Peki Kimlerle, Nasıl Başladık Dikmeye?



Küçükken oturduğum apartmanın altında bir tuhafiyeci dükkanı vardı. Ve bu dükkanı işleten Gönül Abla. Ben okuldan çıkar çıkmaz onun yanına giderdim. Beraber bebeklere elbiseler diker, gazetenin verdiği maket evleri yapar, hiç sıkılmaz sürekli işlenirdik. 
Tuhafiye dükkanının rengarenk malzeme dünyası benim için bir lunaparktı adeta onun sayesinde.
Yıllar içinde irtibatımız kopmasa da görüşmelerimiz azaldı ta
ki Buğday’ dan gelen eko çanta talebine dek.
Böylece bir süredir aklımda olan dikiş makinemi alarak Gönül Abla’yı aradım. 
‘Çanta dikmem gerekiyor bana dikiş öğretir misin?’

Kendisinin 12 metrekarelik salonunda başladı tüm hikaye. 

Adı gibi geniş olan gönlüyle, genişledi mekan.. Ve bana hem dikiş öğretti hem yedirdi içirdi, yorulunca uyuttu,
hem de çantaların ilk örneklerini çıkardık beraber.

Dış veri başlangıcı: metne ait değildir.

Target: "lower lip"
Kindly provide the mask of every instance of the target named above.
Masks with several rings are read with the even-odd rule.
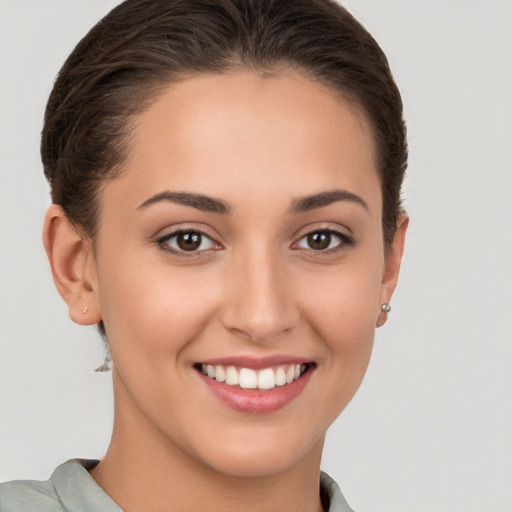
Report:
[[[312,373],[313,368],[308,368],[299,379],[290,384],[267,390],[242,389],[228,386],[201,373],[199,376],[213,394],[232,409],[261,414],[277,411],[300,395]]]

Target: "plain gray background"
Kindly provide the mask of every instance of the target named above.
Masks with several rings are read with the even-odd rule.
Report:
[[[46,479],[110,437],[102,347],[41,244],[42,112],[113,0],[0,0],[0,480]],[[512,2],[344,2],[388,54],[410,138],[403,272],[324,469],[375,512],[512,510]]]

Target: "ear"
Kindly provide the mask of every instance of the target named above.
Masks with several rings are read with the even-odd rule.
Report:
[[[403,214],[398,219],[398,225],[384,260],[382,283],[380,288],[380,304],[376,325],[380,327],[386,323],[388,314],[380,309],[382,304],[389,304],[395,291],[400,273],[400,264],[404,252],[405,233],[409,226],[409,217]]]
[[[71,320],[81,325],[97,324],[101,314],[92,243],[77,233],[59,205],[52,204],[46,212],[43,243],[55,286],[68,305]]]

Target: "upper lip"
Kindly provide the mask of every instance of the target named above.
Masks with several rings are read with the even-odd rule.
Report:
[[[281,366],[284,364],[308,364],[313,363],[311,359],[304,357],[288,356],[284,354],[275,354],[265,357],[253,356],[232,356],[232,357],[219,357],[214,359],[206,359],[200,361],[200,364],[205,365],[220,365],[220,366],[236,366],[239,368],[251,368],[253,370],[261,370],[271,366]]]

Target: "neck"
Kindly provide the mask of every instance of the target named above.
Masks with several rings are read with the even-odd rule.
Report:
[[[112,441],[91,476],[125,512],[323,510],[323,439],[284,471],[240,477],[205,466],[147,422],[133,421],[133,411],[123,412],[116,401]]]

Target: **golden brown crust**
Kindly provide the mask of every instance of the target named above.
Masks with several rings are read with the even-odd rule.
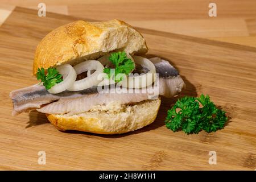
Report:
[[[61,131],[78,130],[101,134],[122,134],[141,129],[155,119],[161,101],[147,100],[123,106],[121,110],[89,111],[68,116],[46,114]]]
[[[53,30],[38,44],[34,57],[33,75],[38,68],[75,64],[95,59],[115,49],[129,53],[147,52],[141,34],[124,22],[78,20]]]

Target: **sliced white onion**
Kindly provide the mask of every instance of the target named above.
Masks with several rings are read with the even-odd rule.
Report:
[[[92,86],[97,85],[101,80],[97,78],[98,75],[103,72],[104,67],[100,61],[89,60],[76,65],[74,67],[76,74],[79,75],[89,70],[96,70],[95,72],[82,80],[75,81],[73,85],[68,89],[71,91],[84,90]]]
[[[109,57],[110,56],[110,54],[108,53],[105,56],[100,57],[97,60],[100,61],[104,66],[106,66],[106,67],[108,67],[110,63],[110,61],[109,60]]]
[[[110,53],[108,53],[108,54],[105,55],[105,56],[103,56],[102,57],[99,58],[98,59],[98,61],[101,62],[101,63],[104,66],[105,66],[106,68],[108,68],[108,67],[109,67],[109,66],[110,65],[112,64],[112,63],[110,62],[110,61],[109,61],[109,56],[110,56]],[[131,61],[133,63],[134,63],[134,60],[133,59],[133,57],[127,53],[126,53],[126,57],[128,59],[130,59],[131,60]],[[134,71],[134,69],[131,70],[130,73],[131,73],[133,71]]]
[[[146,74],[142,74],[137,76],[126,76],[121,84],[123,87],[130,88],[140,88],[151,85],[156,78],[155,65],[147,58],[138,56],[133,57],[136,64],[145,67],[149,71]]]
[[[56,68],[63,76],[63,81],[52,86],[48,91],[52,94],[60,93],[73,85],[76,79],[76,73],[69,64],[64,64]]]

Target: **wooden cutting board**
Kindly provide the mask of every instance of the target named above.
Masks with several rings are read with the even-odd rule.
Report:
[[[61,132],[36,111],[12,117],[10,91],[37,82],[31,76],[40,40],[77,19],[16,8],[0,28],[0,169],[246,169],[256,168],[256,48],[138,28],[150,51],[170,60],[187,84],[179,96],[208,94],[227,111],[221,130],[185,135],[166,128],[177,97],[162,98],[156,121],[126,134]],[[189,27],[188,27],[189,28]],[[38,163],[46,154],[46,164]],[[216,151],[217,164],[209,152]]]

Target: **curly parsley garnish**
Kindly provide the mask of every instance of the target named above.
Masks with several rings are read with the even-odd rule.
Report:
[[[165,123],[174,132],[182,130],[188,134],[197,134],[203,130],[210,133],[224,127],[228,120],[225,113],[216,107],[208,95],[185,97],[178,100],[168,111]]]
[[[63,81],[62,75],[59,73],[56,68],[48,68],[46,75],[43,68],[38,68],[36,77],[38,80],[41,80],[41,82],[43,82],[43,85],[47,90],[49,90],[55,85]]]
[[[110,54],[109,60],[115,66],[115,81],[119,82],[122,80],[117,78],[117,75],[119,73],[125,73],[129,75],[130,72],[135,68],[134,63],[127,57],[126,53],[123,52],[114,52]],[[109,68],[106,68],[104,69],[104,72],[108,75],[109,78],[110,77],[110,70]]]

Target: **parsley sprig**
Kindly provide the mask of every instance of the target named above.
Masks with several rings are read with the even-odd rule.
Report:
[[[117,52],[110,54],[109,60],[115,66],[115,81],[119,82],[122,80],[122,77],[117,78],[117,76],[119,73],[129,75],[130,72],[135,68],[134,63],[127,57],[125,52]],[[103,72],[108,75],[109,78],[110,77],[110,68],[104,68]]]
[[[197,134],[203,130],[210,133],[224,127],[228,120],[225,113],[216,107],[208,95],[185,97],[178,100],[168,111],[165,123],[174,132],[181,130],[188,134]]]
[[[46,75],[43,68],[38,68],[36,77],[38,80],[41,80],[47,90],[63,81],[62,75],[59,73],[57,69],[53,68],[48,68]]]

İlk satışı Beyoğlu’ndaki Zencefil Restoran’ın dükkanına yaptık, mutlu olduk çok.
Sonra ben koyuldum bunları kimlerle dikeceğiz araştırmasına. Seri bir dikim sürecine girmekte gönlüm olmadığından ve kadınlarla çalışmak istediğimden yolum Kadın Emeğini Değerlendirme Vakfı’ na çıktı. 
Orada ise Ümit Abla ile tanıştım.

O zamanlar Yoğurtçu parkında olan ofisi atölyeye çevirdik ve arkadaşlarımın annesi olan ev hanımı Selda abla'yı da ekibe dahil ettik.
Kardeşim Buket, canım Oya ve şöyle bir uğrayan bir çok dost da mutlaka bir şeylere el sürdü.
Sonra yaz geldi, dedim ben adaya gidiyorum evi atölyeye çevirelim, kim gelir?
Ümit abla, Gönül abla ilk el kaldıranlar oldu. 
Ve yine o günlerde tanıştığım Çanakkale civarında yaşayan Belçikalı Greet ben de dikiş biliyorum gelirim dedi.
Ümit Abla’nın kardeşi Nilaycım, o zamanlar gazeteci idi ve nişanlısı Haluk matbaa işindeydi. İlk ve hala kullanmakta olduğumuz etiketleri onlar bastı. Ani bir şekilde
dünyadan ayrılan Haluk’un taze yasını yaşayan Nilay da katıldı bize adada ve herşeye ama herşeye dokundu.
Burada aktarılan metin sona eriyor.